She pointed to smartphones as a symbol of current American society. Makers of smartphones care about the habits of consumers, not their attitudes or beliefs.

“Technology companies understand human formation much, much better than the church does,” she said.

Discipleship involves more than simply gaining the right information about God. While doctrine matters, habits and practices shape character and change hearts, she observed.

“The Christian life, I have come to see, is a craft as much as it is a set of beliefs,” she said.

  • People crave “incarnation as opposed to abstraction.”

Christians can be tempted to profess love for the world in general while demonstrating hateful attitudes toward the actual people they encounter, she said.

“I think we can come to see following Jesus or seeking justice as having the right opinions, using the right hashtags and being a part of the right subgroups in culture but not loving and serving the actual people on our block, or in our dorm, or in our families,” Warren said.

“We’ve come to have something of an excarnate faith—a faith that resists incarnation.”

In contrast, people desperately want to know what God has to do with their actual, everyday lives and the daily challenges they face, she observed. The incarnation of God in the person of Jesus answers that question.

“The incarnation of Jesus that we celebrate every Christmas dealt a deathblow to any spirituality that is abstract,” Warren said. “We don’t serve a God that is far off but one who came in the concrete—in the ordinary.”

A holistic understanding of salvation as formation explains why Jesus lived 30 largely unrecorded years of eating, sleeping and working prior to his public ministry, she said.

“Christ took on our whole humanity—including our ordinariness—and made it beautiful to the Father,” she said. “He healed it.”

No task—no matter how routine or seemingly mundane—can be considered outside the scope of reflecting God’s glory, she observed.

“Because of the incarnation, we believe that God is working—and wonderfully so—in the concrete of our lives,” Warren said. “The small daily acts of prayer and loving our neighbor are the material he can use to create beauty in ways we can scarcely imagine.”

‘Tap into’ deeper tradition

In a question-and-answer time with cultural theologian Jim Denison, Warren discussed why a growing number of people—particularly young people—are “deconstructing or rejecting white American evangelicalism.”

“I think they are doing that for some really valid reasons.

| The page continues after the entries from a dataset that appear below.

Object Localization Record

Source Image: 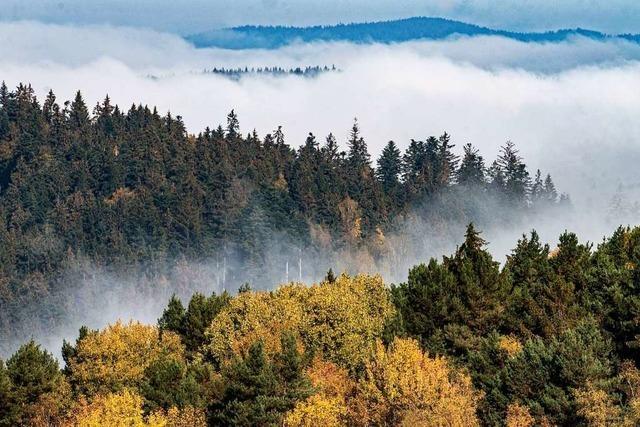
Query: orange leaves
[208,275,394,369]
[359,338,480,426]
[70,321,184,394]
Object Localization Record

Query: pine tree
[434,132,459,190]
[227,110,240,141]
[542,174,558,204]
[531,169,544,206]
[347,119,371,171]
[376,141,402,194]
[457,144,486,188]
[69,91,89,129]
[496,141,530,206]
[158,294,186,335]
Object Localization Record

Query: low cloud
[0,22,640,226]
[0,22,640,358]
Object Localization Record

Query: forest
[0,85,640,427]
[203,65,339,80]
[0,85,569,356]
[0,225,640,427]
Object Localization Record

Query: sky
[0,0,640,34]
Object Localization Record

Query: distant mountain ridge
[186,17,640,49]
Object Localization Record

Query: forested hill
[0,85,562,358]
[187,17,640,49]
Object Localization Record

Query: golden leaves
[359,338,481,426]
[70,321,184,394]
[207,275,394,369]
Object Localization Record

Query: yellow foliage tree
[69,389,168,427]
[69,321,184,394]
[350,338,481,426]
[506,402,536,427]
[207,275,394,369]
[575,386,623,427]
[284,358,355,427]
[149,406,207,427]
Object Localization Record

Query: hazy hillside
[187,17,639,49]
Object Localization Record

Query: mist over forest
[0,13,640,427]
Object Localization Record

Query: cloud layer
[0,22,640,360]
[0,0,640,34]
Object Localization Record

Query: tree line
[0,225,640,427]
[0,85,567,351]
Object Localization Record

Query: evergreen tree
[496,141,530,206]
[347,119,371,171]
[227,110,240,141]
[457,144,486,188]
[376,141,402,194]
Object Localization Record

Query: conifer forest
[0,4,640,427]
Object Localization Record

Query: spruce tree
[376,141,402,194]
[457,144,486,188]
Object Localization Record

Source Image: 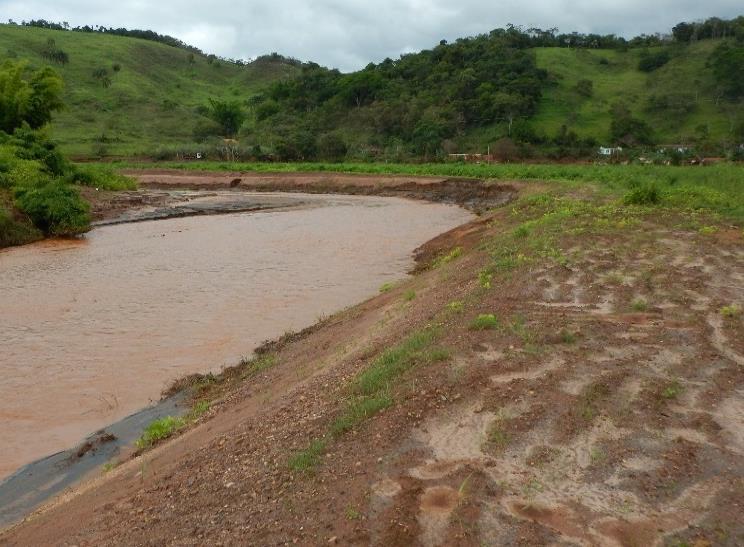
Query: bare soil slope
[0,176,744,546]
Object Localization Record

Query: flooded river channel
[0,194,472,479]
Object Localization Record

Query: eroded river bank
[0,192,473,477]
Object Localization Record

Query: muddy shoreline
[0,173,500,528]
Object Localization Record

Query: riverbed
[0,193,473,478]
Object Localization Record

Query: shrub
[623,184,661,205]
[470,313,501,330]
[15,181,90,236]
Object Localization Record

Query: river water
[0,194,472,479]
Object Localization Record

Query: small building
[659,144,692,154]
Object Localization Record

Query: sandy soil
[0,175,744,546]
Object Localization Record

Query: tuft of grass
[331,391,394,437]
[287,439,326,473]
[136,416,186,449]
[478,270,493,289]
[720,304,742,319]
[354,328,437,395]
[623,184,661,205]
[240,353,277,380]
[486,418,511,451]
[432,247,462,268]
[346,505,362,520]
[661,380,684,401]
[698,226,718,236]
[469,313,501,330]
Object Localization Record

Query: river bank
[2,175,744,545]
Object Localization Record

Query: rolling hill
[0,25,298,156]
[0,25,744,160]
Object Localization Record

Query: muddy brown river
[0,194,472,479]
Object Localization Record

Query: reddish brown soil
[0,175,744,546]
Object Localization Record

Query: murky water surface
[0,195,471,478]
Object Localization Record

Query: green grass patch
[469,313,501,330]
[661,380,684,401]
[432,247,463,268]
[353,328,441,396]
[720,304,742,319]
[240,353,277,380]
[287,439,326,473]
[137,416,186,449]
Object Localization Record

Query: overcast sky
[0,0,744,71]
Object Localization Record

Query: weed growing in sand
[589,446,607,465]
[478,270,493,289]
[469,313,501,330]
[431,247,462,268]
[331,391,393,437]
[240,353,277,380]
[186,401,212,422]
[287,439,326,472]
[136,416,186,449]
[346,505,362,520]
[331,328,450,437]
[661,380,684,401]
[103,461,119,473]
[721,304,742,319]
[486,418,511,452]
[353,329,441,396]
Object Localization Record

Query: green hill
[0,20,744,160]
[532,40,741,143]
[0,25,298,156]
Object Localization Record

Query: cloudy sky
[0,0,744,71]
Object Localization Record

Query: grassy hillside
[533,40,736,143]
[0,25,297,156]
[0,25,744,157]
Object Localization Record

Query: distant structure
[447,154,494,163]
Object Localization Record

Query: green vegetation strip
[288,327,450,471]
[114,162,744,224]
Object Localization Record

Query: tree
[0,61,63,134]
[318,133,347,161]
[574,79,594,97]
[207,99,246,138]
[708,42,744,99]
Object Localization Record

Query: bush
[318,133,347,161]
[15,181,90,236]
[0,206,41,247]
[623,184,661,205]
[638,50,672,72]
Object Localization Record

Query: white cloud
[0,0,744,70]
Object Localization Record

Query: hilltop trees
[207,99,246,138]
[709,41,744,99]
[0,61,63,133]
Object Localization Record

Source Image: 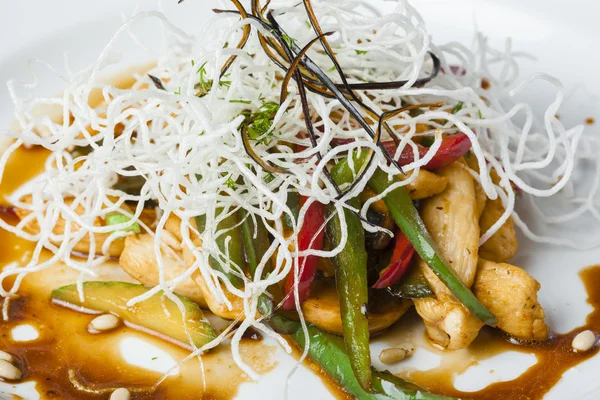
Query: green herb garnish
[452,101,465,114]
[106,213,142,233]
[225,176,237,190]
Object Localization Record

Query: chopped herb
[452,101,465,114]
[225,176,237,190]
[106,213,142,233]
[242,101,279,144]
[265,172,275,183]
[195,62,213,97]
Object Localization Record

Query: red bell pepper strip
[383,133,472,171]
[373,229,415,289]
[283,196,325,311]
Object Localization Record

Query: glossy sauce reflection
[0,127,600,400]
[410,265,600,400]
[0,148,277,400]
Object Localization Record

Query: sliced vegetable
[242,211,273,317]
[106,213,142,233]
[242,211,273,278]
[292,325,451,400]
[360,188,396,250]
[196,209,244,286]
[387,265,435,299]
[283,196,325,311]
[335,152,496,326]
[383,133,472,171]
[327,164,372,392]
[283,192,300,230]
[51,282,216,348]
[302,279,412,335]
[373,229,415,289]
[369,170,496,326]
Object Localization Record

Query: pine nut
[572,330,596,353]
[0,360,22,381]
[88,314,121,332]
[379,346,414,364]
[110,388,131,400]
[0,350,15,364]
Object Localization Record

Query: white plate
[0,0,600,400]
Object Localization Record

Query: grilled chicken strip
[415,163,483,350]
[473,259,548,340]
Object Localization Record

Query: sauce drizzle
[409,265,600,400]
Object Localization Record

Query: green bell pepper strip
[327,162,372,391]
[196,209,244,287]
[242,211,300,335]
[335,155,496,326]
[292,325,452,400]
[241,210,273,279]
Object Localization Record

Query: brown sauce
[0,69,600,400]
[408,265,600,400]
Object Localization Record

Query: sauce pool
[408,265,600,400]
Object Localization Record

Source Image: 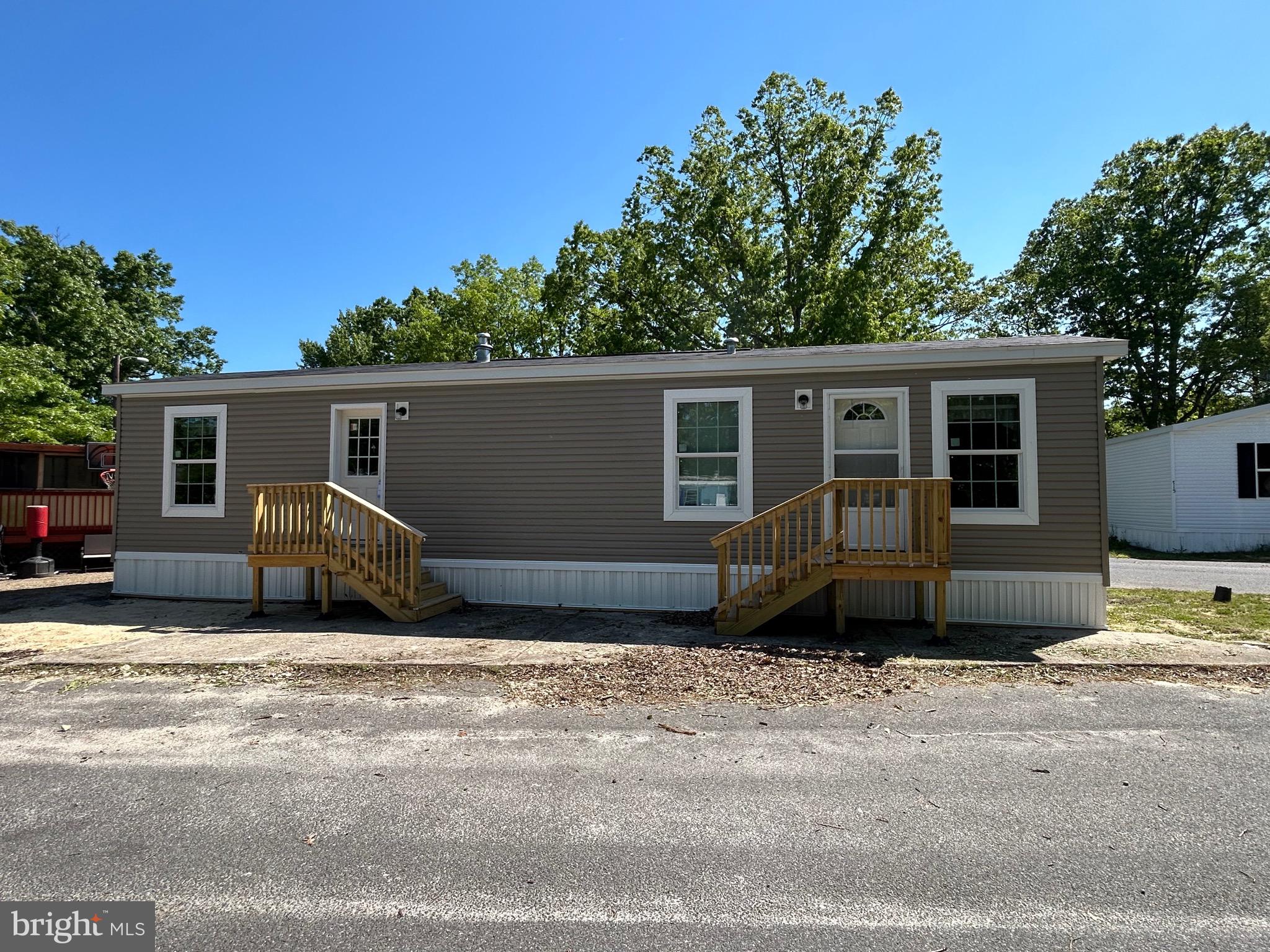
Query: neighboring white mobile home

But then they think the only option is pure secularism or knee-jerk progressivism. … I actually think what people really need is the great tradition of the faith, which predates white evangelicalism, which predates America and which predates white progressivism,” she said.

Liturgical practices enable Christians to “tap into” something deeper than “the most recent shallow traditions,” Warren said.

Ancient liturgy moves Christians “out of the culture wars and into more deeply human questions that people have wrestled with for thousands of years,” she said.

Warren also discussed her decision to give up her position as a weekly New York Times columnist after two years.

In part, she felt the need to engage more deeply in “local ministry and counter-cultural community” to resist the temptation to engage in “punditry about God.”

“When God becomes an abstraction you bat about and have debates about more than you sit at his feet and are with him or serve actual human beings that are needy, your soul is in danger,” Warren said.